Piece-square table
Piece-square table
Definition
A piece-square table (PST) is a grid of numerical values, one per board square, for each piece type and color. Each number estimates how favorable it is for that specific piece to sit on that square, typically measured in centipawns (1 pawn = 100). Engines add these values into the evaluation to reward good piece placement (for example, knights in the center) and penalize poor placement (such as rooks blocked by their own pawns).
How it is used in chess
- In chess engines: PSTs are part of the evaluation function. For each piece on the board, the engine looks up its square’s PST value and sums them, alongside other terms like material, mobility, pawn structure, and king safety.
- Middlegame and endgame versions: Many engines maintain two PSTs per piece (middlegame and endgame) and blend them with “tapered evaluation,” increasing the weight of endgame PSTs as material comes off the board.
- Color mirroring: Because the board is symmetric, Black’s PST is often derived by mirroring White’s PST vertically (or by using sign flips), saving storage and simplifying implementation.

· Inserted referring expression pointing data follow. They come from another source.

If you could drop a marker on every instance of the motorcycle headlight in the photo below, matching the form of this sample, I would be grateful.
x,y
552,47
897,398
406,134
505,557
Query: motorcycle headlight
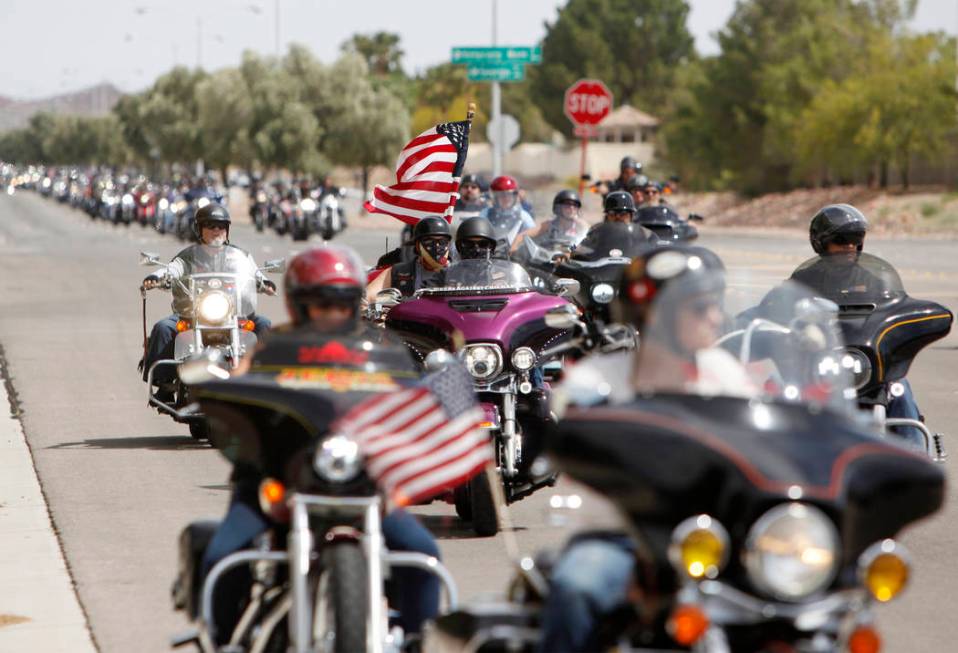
x,y
337,459
791,551
602,293
858,365
523,359
483,361
214,307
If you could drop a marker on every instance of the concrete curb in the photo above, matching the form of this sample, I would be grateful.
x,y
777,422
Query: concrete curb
x,y
39,608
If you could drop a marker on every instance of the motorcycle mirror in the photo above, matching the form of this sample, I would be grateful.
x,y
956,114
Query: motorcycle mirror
x,y
438,359
566,287
150,259
274,265
562,317
207,366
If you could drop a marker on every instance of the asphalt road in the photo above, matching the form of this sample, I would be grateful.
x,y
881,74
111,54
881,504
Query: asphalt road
x,y
121,480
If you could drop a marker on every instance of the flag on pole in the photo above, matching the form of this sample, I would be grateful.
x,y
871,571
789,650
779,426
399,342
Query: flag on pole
x,y
428,171
421,441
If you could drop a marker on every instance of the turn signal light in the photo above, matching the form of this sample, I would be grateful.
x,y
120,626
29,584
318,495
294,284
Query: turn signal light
x,y
884,569
272,499
699,547
687,624
864,640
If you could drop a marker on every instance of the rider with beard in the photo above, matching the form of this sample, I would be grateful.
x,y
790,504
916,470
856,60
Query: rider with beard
x,y
431,238
212,227
565,228
837,234
324,289
591,579
506,214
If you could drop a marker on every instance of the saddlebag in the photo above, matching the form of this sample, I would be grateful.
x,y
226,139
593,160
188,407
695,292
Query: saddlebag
x,y
193,542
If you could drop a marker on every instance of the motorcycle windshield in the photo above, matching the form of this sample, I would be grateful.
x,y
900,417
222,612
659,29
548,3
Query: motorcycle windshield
x,y
856,278
792,354
610,240
483,275
227,270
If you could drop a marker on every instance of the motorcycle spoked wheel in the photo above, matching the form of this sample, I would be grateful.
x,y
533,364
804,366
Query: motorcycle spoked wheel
x,y
339,624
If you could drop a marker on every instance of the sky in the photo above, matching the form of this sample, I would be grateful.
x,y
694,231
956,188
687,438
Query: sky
x,y
54,46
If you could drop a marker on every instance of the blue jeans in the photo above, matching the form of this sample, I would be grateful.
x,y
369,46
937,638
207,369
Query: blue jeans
x,y
414,593
162,339
906,407
590,580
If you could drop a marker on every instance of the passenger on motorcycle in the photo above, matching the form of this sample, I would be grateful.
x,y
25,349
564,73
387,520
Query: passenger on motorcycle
x,y
837,234
323,289
212,227
431,237
506,215
591,579
565,228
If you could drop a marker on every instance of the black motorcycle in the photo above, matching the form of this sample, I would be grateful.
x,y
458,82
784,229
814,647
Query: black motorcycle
x,y
761,513
667,224
318,575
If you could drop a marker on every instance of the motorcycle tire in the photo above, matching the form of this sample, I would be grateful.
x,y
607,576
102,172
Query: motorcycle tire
x,y
200,430
346,586
462,499
485,518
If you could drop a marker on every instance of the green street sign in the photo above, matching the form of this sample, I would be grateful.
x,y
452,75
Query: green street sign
x,y
493,55
507,72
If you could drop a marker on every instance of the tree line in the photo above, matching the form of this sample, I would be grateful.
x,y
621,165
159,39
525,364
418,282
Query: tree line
x,y
802,92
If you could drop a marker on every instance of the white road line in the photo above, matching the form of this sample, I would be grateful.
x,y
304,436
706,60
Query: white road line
x,y
39,608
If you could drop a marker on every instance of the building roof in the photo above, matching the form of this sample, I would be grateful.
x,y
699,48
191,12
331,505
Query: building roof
x,y
628,116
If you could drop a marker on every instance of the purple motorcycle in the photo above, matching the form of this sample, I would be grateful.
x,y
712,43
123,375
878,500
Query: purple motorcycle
x,y
489,312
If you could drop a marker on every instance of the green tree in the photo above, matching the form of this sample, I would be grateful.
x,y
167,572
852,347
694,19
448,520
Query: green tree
x,y
634,46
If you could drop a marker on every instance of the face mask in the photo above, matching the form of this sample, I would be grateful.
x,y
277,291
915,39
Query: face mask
x,y
434,254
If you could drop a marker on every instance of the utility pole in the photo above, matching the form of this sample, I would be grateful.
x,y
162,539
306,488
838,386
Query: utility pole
x,y
496,100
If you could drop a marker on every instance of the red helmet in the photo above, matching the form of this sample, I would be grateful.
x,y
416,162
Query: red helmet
x,y
503,183
329,273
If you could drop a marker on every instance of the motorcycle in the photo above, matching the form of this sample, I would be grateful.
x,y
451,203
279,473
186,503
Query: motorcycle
x,y
762,514
667,224
212,310
318,574
884,329
492,306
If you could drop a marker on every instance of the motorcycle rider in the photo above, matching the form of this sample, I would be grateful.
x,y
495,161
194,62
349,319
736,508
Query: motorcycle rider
x,y
837,234
431,238
323,288
591,578
211,226
565,227
506,215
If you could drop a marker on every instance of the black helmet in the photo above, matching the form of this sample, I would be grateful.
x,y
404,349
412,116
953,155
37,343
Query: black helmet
x,y
619,200
433,225
686,271
629,162
565,196
472,228
211,213
836,220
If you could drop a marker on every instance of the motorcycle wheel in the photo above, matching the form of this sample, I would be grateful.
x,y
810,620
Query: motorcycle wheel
x,y
200,430
341,600
485,519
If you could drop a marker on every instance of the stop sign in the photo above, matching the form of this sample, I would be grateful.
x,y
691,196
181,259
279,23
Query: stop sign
x,y
587,102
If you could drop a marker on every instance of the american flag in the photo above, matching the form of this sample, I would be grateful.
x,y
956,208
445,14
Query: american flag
x,y
427,175
421,441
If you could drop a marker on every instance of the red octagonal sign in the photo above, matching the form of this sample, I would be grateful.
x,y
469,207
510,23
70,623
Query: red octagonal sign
x,y
587,102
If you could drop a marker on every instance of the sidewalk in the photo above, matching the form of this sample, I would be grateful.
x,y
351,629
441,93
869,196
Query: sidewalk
x,y
39,609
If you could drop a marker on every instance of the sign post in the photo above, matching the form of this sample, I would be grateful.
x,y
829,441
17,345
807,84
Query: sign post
x,y
586,103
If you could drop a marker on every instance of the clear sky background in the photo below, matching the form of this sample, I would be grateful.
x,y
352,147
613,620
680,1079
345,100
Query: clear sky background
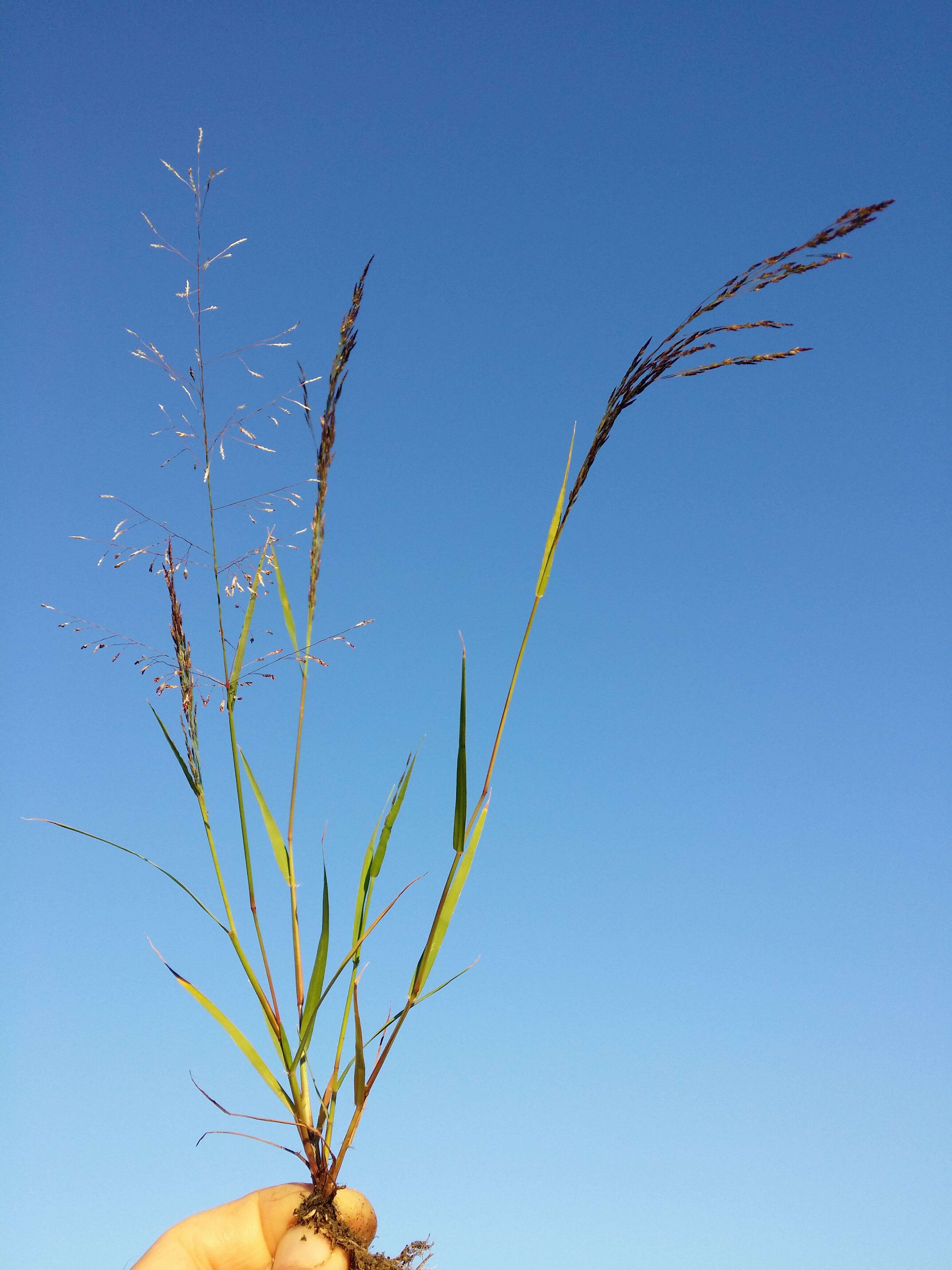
x,y
710,1027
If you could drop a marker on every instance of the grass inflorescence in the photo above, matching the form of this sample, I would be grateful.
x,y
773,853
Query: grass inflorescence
x,y
324,1112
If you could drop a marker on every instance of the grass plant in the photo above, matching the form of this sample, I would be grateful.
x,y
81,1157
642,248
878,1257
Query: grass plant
x,y
324,1098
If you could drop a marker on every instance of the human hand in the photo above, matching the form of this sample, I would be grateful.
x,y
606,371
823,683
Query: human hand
x,y
238,1236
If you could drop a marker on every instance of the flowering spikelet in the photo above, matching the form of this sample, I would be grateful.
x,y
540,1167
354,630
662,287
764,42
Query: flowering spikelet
x,y
183,657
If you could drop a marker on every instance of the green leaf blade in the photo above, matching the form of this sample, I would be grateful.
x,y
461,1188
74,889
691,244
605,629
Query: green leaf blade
x,y
239,660
360,1062
398,802
446,916
183,765
320,966
243,1043
275,836
461,790
285,602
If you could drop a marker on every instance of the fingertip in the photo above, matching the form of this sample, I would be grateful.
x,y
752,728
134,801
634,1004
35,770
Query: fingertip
x,y
276,1206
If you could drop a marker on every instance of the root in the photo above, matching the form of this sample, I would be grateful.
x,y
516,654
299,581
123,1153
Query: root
x,y
319,1215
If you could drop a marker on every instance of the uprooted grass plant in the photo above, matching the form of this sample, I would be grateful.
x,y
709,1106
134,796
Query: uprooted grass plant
x,y
324,1098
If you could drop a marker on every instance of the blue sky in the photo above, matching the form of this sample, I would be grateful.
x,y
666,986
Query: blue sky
x,y
710,1024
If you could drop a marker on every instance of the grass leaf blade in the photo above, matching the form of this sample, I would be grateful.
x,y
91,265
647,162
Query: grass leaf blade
x,y
271,825
360,1062
451,902
460,813
398,802
320,964
285,601
247,625
183,765
144,859
243,1043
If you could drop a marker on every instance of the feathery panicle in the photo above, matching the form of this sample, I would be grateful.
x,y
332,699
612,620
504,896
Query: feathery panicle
x,y
183,658
645,370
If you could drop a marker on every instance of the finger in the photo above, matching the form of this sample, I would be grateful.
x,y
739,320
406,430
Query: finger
x,y
238,1236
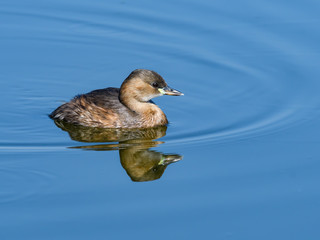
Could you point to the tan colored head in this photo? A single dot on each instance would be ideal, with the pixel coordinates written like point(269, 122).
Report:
point(143, 85)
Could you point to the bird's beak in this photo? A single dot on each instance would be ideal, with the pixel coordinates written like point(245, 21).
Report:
point(170, 91)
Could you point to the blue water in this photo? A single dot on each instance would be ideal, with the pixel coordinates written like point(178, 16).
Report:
point(245, 135)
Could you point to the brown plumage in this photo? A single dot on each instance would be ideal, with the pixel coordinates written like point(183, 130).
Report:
point(127, 107)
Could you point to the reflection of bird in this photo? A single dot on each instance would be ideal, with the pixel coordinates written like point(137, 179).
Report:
point(127, 107)
point(145, 165)
point(140, 163)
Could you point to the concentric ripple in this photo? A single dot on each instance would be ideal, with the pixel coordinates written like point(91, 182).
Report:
point(242, 77)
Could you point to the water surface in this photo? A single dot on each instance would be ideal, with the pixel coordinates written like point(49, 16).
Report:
point(239, 159)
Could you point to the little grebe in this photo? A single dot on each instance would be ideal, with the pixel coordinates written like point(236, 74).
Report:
point(127, 107)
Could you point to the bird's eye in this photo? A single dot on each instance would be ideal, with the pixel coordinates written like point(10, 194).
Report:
point(155, 84)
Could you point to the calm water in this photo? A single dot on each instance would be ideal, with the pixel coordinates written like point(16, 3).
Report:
point(243, 142)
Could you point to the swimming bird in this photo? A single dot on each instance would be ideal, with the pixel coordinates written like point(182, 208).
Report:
point(129, 106)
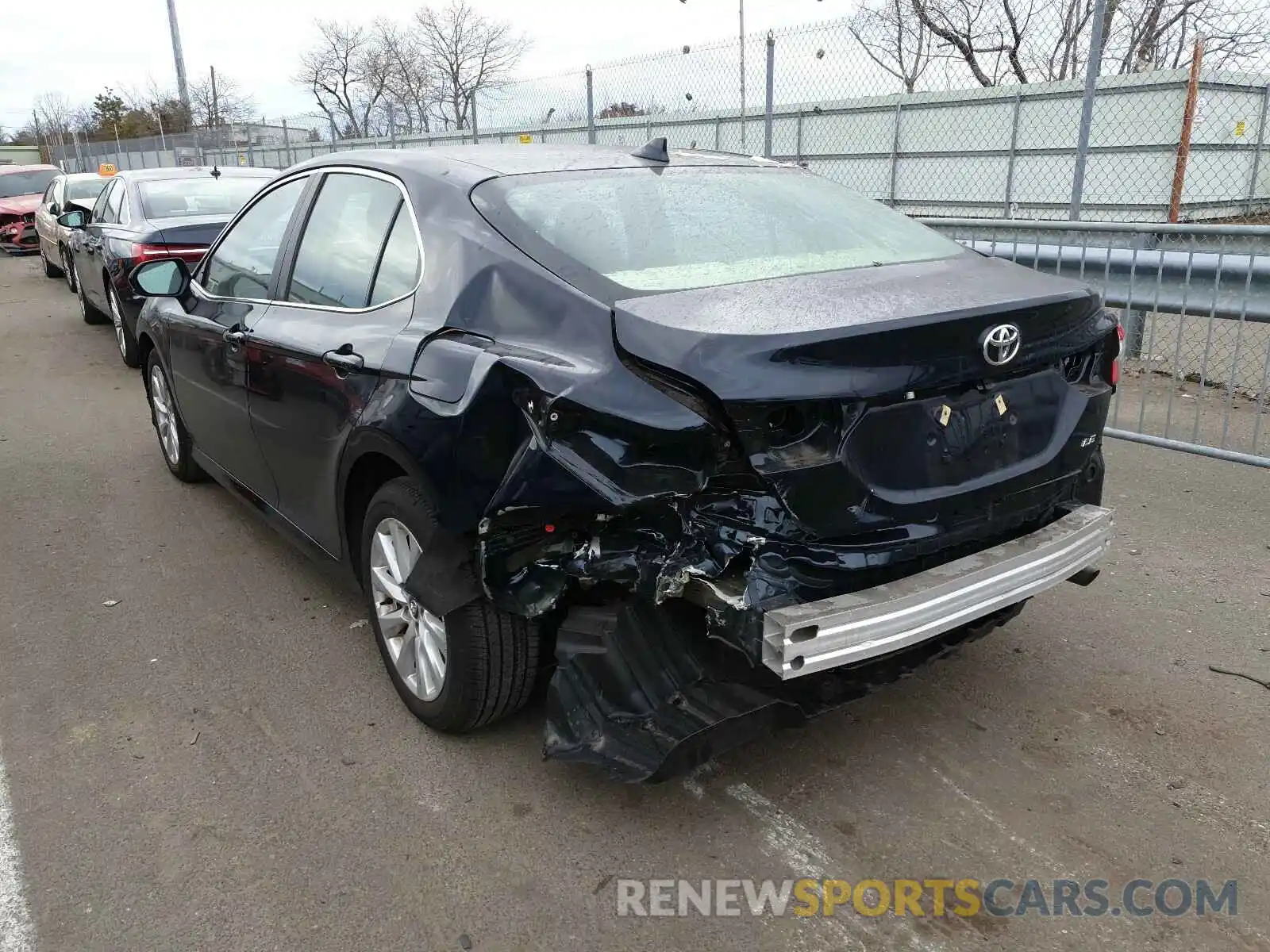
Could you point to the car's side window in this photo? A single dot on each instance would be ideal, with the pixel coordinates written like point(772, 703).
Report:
point(343, 241)
point(114, 200)
point(99, 206)
point(243, 264)
point(399, 266)
point(124, 216)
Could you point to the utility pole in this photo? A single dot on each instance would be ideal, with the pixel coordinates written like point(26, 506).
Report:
point(182, 86)
point(215, 118)
point(742, 75)
point(1091, 83)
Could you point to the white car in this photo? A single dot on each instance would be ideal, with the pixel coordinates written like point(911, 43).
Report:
point(76, 190)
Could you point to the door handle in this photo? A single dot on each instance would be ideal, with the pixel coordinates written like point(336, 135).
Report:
point(343, 361)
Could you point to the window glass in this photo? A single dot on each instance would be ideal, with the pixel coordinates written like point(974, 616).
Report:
point(114, 200)
point(243, 263)
point(99, 209)
point(399, 268)
point(692, 226)
point(84, 190)
point(25, 183)
point(343, 240)
point(181, 197)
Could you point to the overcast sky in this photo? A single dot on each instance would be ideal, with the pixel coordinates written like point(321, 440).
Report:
point(88, 44)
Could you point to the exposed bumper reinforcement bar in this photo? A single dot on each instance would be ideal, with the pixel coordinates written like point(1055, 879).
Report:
point(849, 628)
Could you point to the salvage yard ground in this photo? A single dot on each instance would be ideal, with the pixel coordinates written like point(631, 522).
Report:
point(217, 761)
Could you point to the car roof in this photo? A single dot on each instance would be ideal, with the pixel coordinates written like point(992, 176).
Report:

- Human understanding: PSTs encode classic heuristics: knights prefer central squares; bishops like long diagonals; rooks excel on open files and 7th rank; queens prefer activity but can be overexposed early; kings seek shelter in the middlegame but centralize in the endgame.
Strategic and historical significance
PSTs convert long-standing positional principles into numbers. They offer a fast, static way to score piece activity and square quality, which was crucial in early engines and remains useful today.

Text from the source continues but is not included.